La situation sur le terrain en Jordanie, Egypte, Gaza et en Judée-Samarie clarifie deux choses. Primo, une reprise du contrôle jordanien sur la Judée-Samarie et d’un contrôle égyptien sur Gaza augmenterait très probablement les chances que les régimes modérés dans les deux pays s’affaiblissent, voire s’effondrent. Secundo, pas plus que l’OLP-Fatah, ni l’Egypte ni la Jordanie n’aurait le moindre intérêt à protéger Israël des terroristes palestiniens.

Bolton, Inbar et Pipes tiennent pour assuré qu’Israël n’a aucun intérêt à affirmer ou reprendre le contrôle de Gaza ou de la Jédée et de la Samarie. Ceci est raisonnable, compte tenu des positions des gouvernements récents sur ce sujet. Cependant, la question n’est pas tant qu’Israël est ou n’est pas intéressé à conserver le contrôle sur ces territoires – que la plupart des Israéliens ne sont pas non plus intéressés à lâcher le contrôle de Judée et de Samarie à la lumière de ce qui est arrivé après le retrait de Gaza des forces militaires et des civils d’Israël.

La question saillante, maintenant qu’il est clair que la solution à deux Etats a échoué, c’est : quel est la meilleure option pour gérer le conflit ? Non seulement Israël serait bien incapable de croire que sa situation sécuritaire aille en s’améliorant si ces zones étaient restituées au contrôle jordanien et égyptien, mais Israël pourrait être certaine que sa situation sécuritaire se détériore rapidement au fur et à mesure que les préparatifs pour une guerre régionale augmenteraient dangereusement. Avec une rétrocession de Gaza, de la Judée et de la Samarie sous tutelle égyptienne et jordanienne, Israël se retrouverait prise entre des frontières indéfendables et le devoir de faire face à la perspective d’une déstabilisation des régimes égyptien et jordanien.

Actuellement, Israël a la possibilité d’entrer à Gaza, sans se préoccuper du fait que cela pourrait bien provoquer une guerre avec l’Egypte. Il a minimisé la menace terroriste en provenance de Judée et Samarie par le contrôle des zones et grâce à l’aide massive de la forte présence civile israélienne dans ces secteurs qui renforce le contrôle sur les routes et les collines. Les forces de défense israéliennes peuvent opérer librement à l’intérieur de ces territoires sans risquer une guerre avec la Jordanie. Tsahal contrôle le long de frontière avec la Jordanie et a la capacité d’empêcher les infiltrations terroristes depuis l’Est.

Si la situation actuelle est préférable à la “solution à trois Etats”, et si la situation présente elle-même est intenable, la même question surgit à nouveau : que doit-on faire ? Quel nouveau paradigme politique devrait remplacer la solution pour deux Etats mise en échec ?

La meilleure façon d’avancer consiste à rejeter les appels à trouver absolument une solution et de se concentrer exclusivement sur une stabilisation.

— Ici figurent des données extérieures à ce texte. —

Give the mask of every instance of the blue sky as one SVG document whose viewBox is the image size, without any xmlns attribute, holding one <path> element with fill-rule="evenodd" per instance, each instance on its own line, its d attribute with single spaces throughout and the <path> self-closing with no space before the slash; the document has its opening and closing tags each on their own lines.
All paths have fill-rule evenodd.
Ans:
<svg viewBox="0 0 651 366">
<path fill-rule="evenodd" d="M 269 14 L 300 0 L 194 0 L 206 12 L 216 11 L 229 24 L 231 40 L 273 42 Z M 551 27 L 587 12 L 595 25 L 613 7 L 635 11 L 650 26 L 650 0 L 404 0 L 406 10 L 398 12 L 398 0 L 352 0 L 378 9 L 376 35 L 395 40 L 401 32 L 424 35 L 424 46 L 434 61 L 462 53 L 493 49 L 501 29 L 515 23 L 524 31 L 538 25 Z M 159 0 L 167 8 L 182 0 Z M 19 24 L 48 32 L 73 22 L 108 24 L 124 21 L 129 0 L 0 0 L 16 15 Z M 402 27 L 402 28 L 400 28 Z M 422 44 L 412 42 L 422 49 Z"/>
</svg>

Avec la continuation des tirs de roquettes et de mortiers lancés depuis Gaza en dépit de l’opération « Plomb Durci » et avec le refus de la Communauté Internationale de renforcer les résolutions du Conseil de Sécurité de l’ONU interdisant à l’Iran d’exporter des armes, il est clair que Gaza restera une zone sponsorisée par l’Iran et contrôlée par le Hamas aussi longtemps que le Hamas gardera le contrôle de la frontière internationale avec l’Egypte.

Aussi Israël doit-il reprendre le contrôle de la frontière.

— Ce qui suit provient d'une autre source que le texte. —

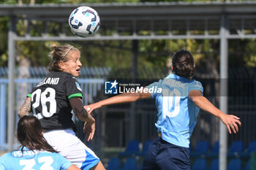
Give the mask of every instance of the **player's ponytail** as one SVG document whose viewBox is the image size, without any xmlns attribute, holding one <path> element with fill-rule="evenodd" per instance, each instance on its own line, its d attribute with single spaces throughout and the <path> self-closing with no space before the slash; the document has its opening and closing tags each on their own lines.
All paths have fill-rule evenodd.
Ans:
<svg viewBox="0 0 256 170">
<path fill-rule="evenodd" d="M 44 138 L 40 121 L 34 116 L 23 116 L 20 119 L 18 123 L 17 139 L 21 144 L 22 152 L 24 147 L 30 150 L 58 152 Z"/>
<path fill-rule="evenodd" d="M 173 69 L 176 75 L 192 80 L 195 74 L 192 55 L 184 50 L 176 52 L 173 57 Z"/>
<path fill-rule="evenodd" d="M 59 62 L 66 62 L 69 60 L 67 55 L 70 50 L 78 50 L 70 45 L 64 45 L 57 46 L 53 44 L 50 46 L 51 52 L 49 53 L 49 56 L 52 58 L 52 61 L 49 64 L 49 71 L 60 72 L 61 68 L 59 66 Z"/>
</svg>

Il est tout aussi clair que le Hamas et ses associés terroristes au sein du Fatah et du Djihad Islamique continueront de prendre pour cible le Sud aussi longtemps qu’ils le pourront. Aussi Israël a t-il besoin d’établir une zone de sécurité à l’intérieur de Gaza pour protéger le Sud du rayon d’extension des roquettes et obus de mortiers.

D’un point de vue économique, il est évident que sur le long terme, la seule perspective de développement pour Gaza réside dans une sorte d’union économique avec le nord du Sinaï largement dépeuplé. Depuis des années, l’Egypte a rejeté les appels pour une intégration économique de Gaza. Des pressions devraient être exercées sur le Caire pour qu’il revoit sa position à mesure qu’Israël stabilise la situation sécuritaire dans Gaza-même.

Comme en Judée et Samarie, Israël devrait continuer à exercer son contrôle militaire sur les territoires avec pour objectif de consolider sa sécurité nationale. Il devrait aussi imposer ses règles aux territoires qui appartiennent au cadre du consensus interne. Ces zones comprennent les blocs d’implantation d’Etzion, Maalé Adumim, Adam, Ofra et Ariel, ainsi que la vallée du Jourdain.

Israël devrait mettre un terme à son soutien à l’AP dirigée par l’OLP-Fatah, et soutenir le renforcement d’éléments non-djihadistes au sein de la société palestinienne, afin qu’ils prennent la tête d’une nouvelle autorité autonome dans les territoires. Ces nouveaux dirigeants, qui peuvent être les leaders traditionnels des clans locaux, devraient même être encouragés à intégrer Israël ou à chercher une confédération civile avec la Jordanie. La Jordanie pourrait prendre un rôle accru dans les affaires civiles des Palestiniens en Judée et Samarie, en réinstituant, par exemple, leur citoyenneté jordanienne qu’elle a illégalement révoquée en 1988. Au même moment, Israël pourrait mettre fin à son gel des constructions pour les communautés israéliennes dans les territoires.

Il est aujourd’hui manifeste que, pour se développer au sein d’une société qui serait capable de se constituer en Etat à long terme, les Palestiniens requièrent une période d’une à deux générations pour reconstruire leur société selon une voie pacifique. Ils ne réaliseront pas cela dans des environnements où les terroristes se sont alignés sur des régimes impopulaires et répressifs.

L’option selon laquelle il faut poursuivre et renforcer le contrôle israélien est loin d’être attractive pour beaucoup. Mais c’est la seule option qui fournira un environnement conduisant à une telle réorganisation sur le long terme de la société palestinienne, qui sauvegardera également la propre sécurité et le bien-être national d’Israël.

A l’heure où il est devenu vital de reconnaître que la solution à deux Etats mise en échec doit être abandonnée, il est tout aussi important de ne pas la remplacer par un autre proposition elle-même promise à l’échec. La meilleure façon d’avancer consiste à adopter une politique de stabilisation permettant à Israël d’assurer sa propre sécurité tout en fournissant aux Palestiniens une opportunité d’intégrer graduellement et pacifiquement l’environnement de leurs voisins israéliens, égyptiens et jordaniens.